The Chancellor’s Budget announcement on 26th November has been met with mixed reaction among DIY investors, according to new research from Charles Stanley, part of Raymond James Wealth Management (RJWM).
Notable characteristics of the fiscal event were that of higher income tax burdens and a ‘pick and mix’ of smaller, technical revenue raisers that aimed to fill the fresh hole in the nation’s finances. Frozen tax bands also did much of the heavy lifting for the Treasury, amounting to higher taxes for everyone subject to income tax.
When thinking about how concerned investors are about specific measures announced, 71% said they were concerned about the increase in basic and higher rates of tax on property, dividends, and savings. The same number (71%) said they were concerned about the cut to the cash ISA allowance from £20,000 to £12,000.
This is followed by concerns that income tax thresholds will be frozen until 2031 (66%), and rules to salary sacrifice changing in 2029 (65%).
Concerns over announcements made in the November Budget:
| Concerned | Not concerned | |
| Cash ISA allowance cut to £12k from April 2027 (excluding those aged 65 and over) | 71% | 27% |
| Increased basic and higher rates of tax on property / dividends/ savings | 71% | 27% |
| Income tax thresholds frozen | 66% | 31% |
| Salary sacrifice changing in 2029 | 65% | 31% |
| National Insurance thresholds frozen | 58% | 38% |
| 3p per mile tax on electric vehicles | 55% | 41% |
| Abolishment of voluntary national insurance contributions to people living abroad | 50% | 42% |
| Gambling tax changes including general betting duty | 44% | 52% |
| Mansion tax on homes over £2m in 2028 | 43% | 53% |
Rob Morgan, Chief Investment Analyst at Charles Stanley, comments:
“No one was expecting a quiet Budget and so it proved.

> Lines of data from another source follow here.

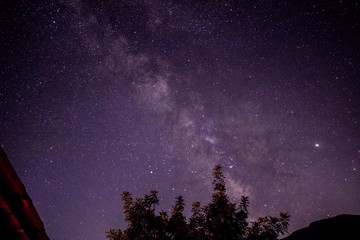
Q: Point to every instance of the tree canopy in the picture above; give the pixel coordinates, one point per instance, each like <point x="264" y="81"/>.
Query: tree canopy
<point x="219" y="220"/>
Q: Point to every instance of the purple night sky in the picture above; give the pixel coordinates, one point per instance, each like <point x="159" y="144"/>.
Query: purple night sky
<point x="98" y="97"/>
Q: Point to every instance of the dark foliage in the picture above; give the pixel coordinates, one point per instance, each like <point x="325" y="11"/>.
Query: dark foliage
<point x="219" y="220"/>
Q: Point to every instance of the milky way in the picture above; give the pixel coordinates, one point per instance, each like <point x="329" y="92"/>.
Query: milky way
<point x="98" y="97"/>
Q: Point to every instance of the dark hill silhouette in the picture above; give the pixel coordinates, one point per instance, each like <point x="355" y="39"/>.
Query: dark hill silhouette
<point x="340" y="227"/>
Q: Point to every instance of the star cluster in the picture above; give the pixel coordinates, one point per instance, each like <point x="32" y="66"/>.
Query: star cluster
<point x="98" y="97"/>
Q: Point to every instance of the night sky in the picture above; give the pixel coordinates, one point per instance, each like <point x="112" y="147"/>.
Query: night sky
<point x="98" y="97"/>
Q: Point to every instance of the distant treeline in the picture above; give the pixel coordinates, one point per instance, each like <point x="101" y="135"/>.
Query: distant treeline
<point x="219" y="220"/>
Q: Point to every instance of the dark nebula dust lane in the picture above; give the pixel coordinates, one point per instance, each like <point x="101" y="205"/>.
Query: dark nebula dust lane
<point x="98" y="97"/>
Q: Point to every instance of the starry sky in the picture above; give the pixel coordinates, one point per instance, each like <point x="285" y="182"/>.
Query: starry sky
<point x="98" y="97"/>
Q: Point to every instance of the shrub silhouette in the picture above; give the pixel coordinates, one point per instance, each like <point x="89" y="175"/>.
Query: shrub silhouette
<point x="219" y="220"/>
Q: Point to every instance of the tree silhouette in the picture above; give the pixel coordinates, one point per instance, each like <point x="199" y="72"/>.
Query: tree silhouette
<point x="219" y="220"/>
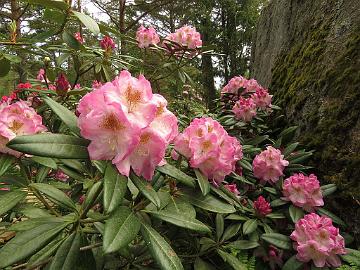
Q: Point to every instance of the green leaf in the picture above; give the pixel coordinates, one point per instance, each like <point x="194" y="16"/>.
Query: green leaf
<point x="209" y="203"/>
<point x="181" y="220"/>
<point x="10" y="200"/>
<point x="231" y="231"/>
<point x="219" y="223"/>
<point x="67" y="116"/>
<point x="27" y="243"/>
<point x="277" y="239"/>
<point x="292" y="264"/>
<point x="335" y="219"/>
<point x="234" y="262"/>
<point x="146" y="189"/>
<point x="161" y="251"/>
<point x="242" y="244"/>
<point x="177" y="174"/>
<point x="328" y="189"/>
<point x="34" y="222"/>
<point x="88" y="22"/>
<point x="250" y="226"/>
<point x="115" y="186"/>
<point x="202" y="265"/>
<point x="5" y="163"/>
<point x="120" y="229"/>
<point x="4" y="67"/>
<point x="296" y="213"/>
<point x="66" y="257"/>
<point x="48" y="162"/>
<point x="71" y="41"/>
<point x="58" y="4"/>
<point x="203" y="182"/>
<point x="55" y="195"/>
<point x="51" y="145"/>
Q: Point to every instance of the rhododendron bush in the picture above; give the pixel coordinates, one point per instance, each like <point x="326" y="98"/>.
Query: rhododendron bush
<point x="97" y="172"/>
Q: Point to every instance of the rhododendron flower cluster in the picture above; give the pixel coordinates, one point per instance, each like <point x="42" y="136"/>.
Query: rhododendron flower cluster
<point x="78" y="37"/>
<point x="269" y="165"/>
<point x="244" y="109"/>
<point x="303" y="191"/>
<point x="17" y="119"/>
<point x="107" y="44"/>
<point x="318" y="240"/>
<point x="127" y="124"/>
<point x="262" y="207"/>
<point x="186" y="36"/>
<point x="209" y="148"/>
<point x="147" y="36"/>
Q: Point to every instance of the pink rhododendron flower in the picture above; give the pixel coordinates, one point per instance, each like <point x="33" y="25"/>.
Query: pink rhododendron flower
<point x="209" y="148"/>
<point x="62" y="85"/>
<point x="232" y="188"/>
<point x="269" y="165"/>
<point x="244" y="109"/>
<point x="127" y="124"/>
<point x="262" y="98"/>
<point x="147" y="36"/>
<point x="41" y="75"/>
<point x="186" y="36"/>
<point x="318" y="240"/>
<point x="78" y="37"/>
<point x="262" y="207"/>
<point x="17" y="119"/>
<point x="303" y="191"/>
<point x="107" y="44"/>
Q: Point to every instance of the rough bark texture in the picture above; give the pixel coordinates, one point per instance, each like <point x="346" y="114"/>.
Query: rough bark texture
<point x="308" y="53"/>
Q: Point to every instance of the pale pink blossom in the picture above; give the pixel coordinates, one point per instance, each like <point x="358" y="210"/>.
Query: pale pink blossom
<point x="244" y="109"/>
<point x="17" y="119"/>
<point x="262" y="98"/>
<point x="127" y="124"/>
<point x="209" y="148"/>
<point x="303" y="191"/>
<point x="262" y="207"/>
<point x="147" y="36"/>
<point x="318" y="240"/>
<point x="269" y="165"/>
<point x="78" y="37"/>
<point x="186" y="36"/>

Chancellor Rachel Reeves wielded the famous red box with a sizable gap to close to meet her fiscal target amid criticism that her measures last year had made life difficult for businesses and constrained all-important economic growth.

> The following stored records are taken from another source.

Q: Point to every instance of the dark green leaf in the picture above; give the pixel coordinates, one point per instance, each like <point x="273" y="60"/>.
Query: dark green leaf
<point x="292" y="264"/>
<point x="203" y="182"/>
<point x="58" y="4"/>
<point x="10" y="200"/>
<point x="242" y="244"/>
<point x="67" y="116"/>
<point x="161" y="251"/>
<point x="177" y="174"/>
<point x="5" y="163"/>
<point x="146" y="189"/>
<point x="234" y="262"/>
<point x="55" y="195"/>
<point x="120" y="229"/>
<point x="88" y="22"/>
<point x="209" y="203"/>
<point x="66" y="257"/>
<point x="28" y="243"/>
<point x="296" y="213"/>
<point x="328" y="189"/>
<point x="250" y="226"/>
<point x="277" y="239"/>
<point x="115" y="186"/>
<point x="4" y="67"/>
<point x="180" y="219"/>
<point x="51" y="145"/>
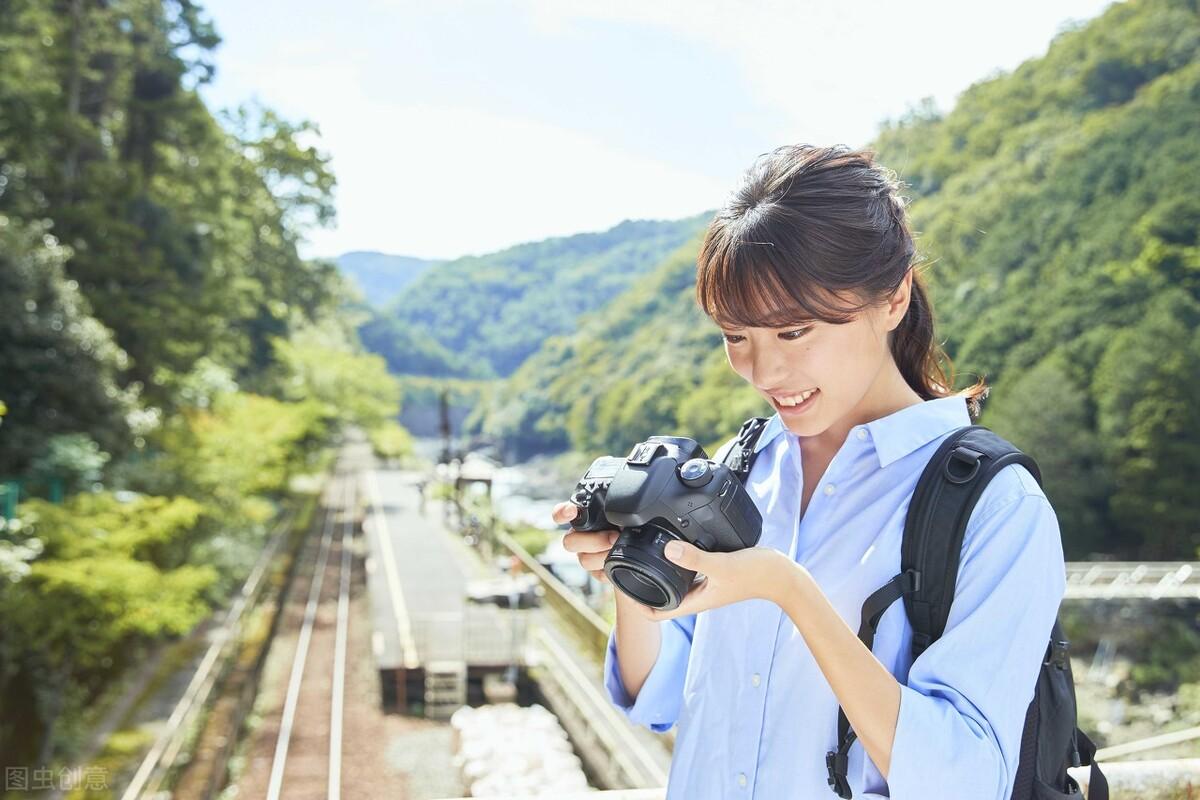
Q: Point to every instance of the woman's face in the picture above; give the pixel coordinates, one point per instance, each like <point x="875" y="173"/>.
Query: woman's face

“This year, the chancellor’s objective was to calibrate raising tax revenue without impinging economic growth or stoking inflation. While there was a little more pressure applied to businesses with an increase in pay for younger workers, it was moderate to high earners and wealthy individuals who were most in the firing line this time. Notably though, while significant changes have been made in some areas, such as ISA allowances or salary sacrifice, investors have time to prepare for these. Speaking to a financial adviser can help in understanding what these mean for individuals and their finances to keep them in the best position possible.”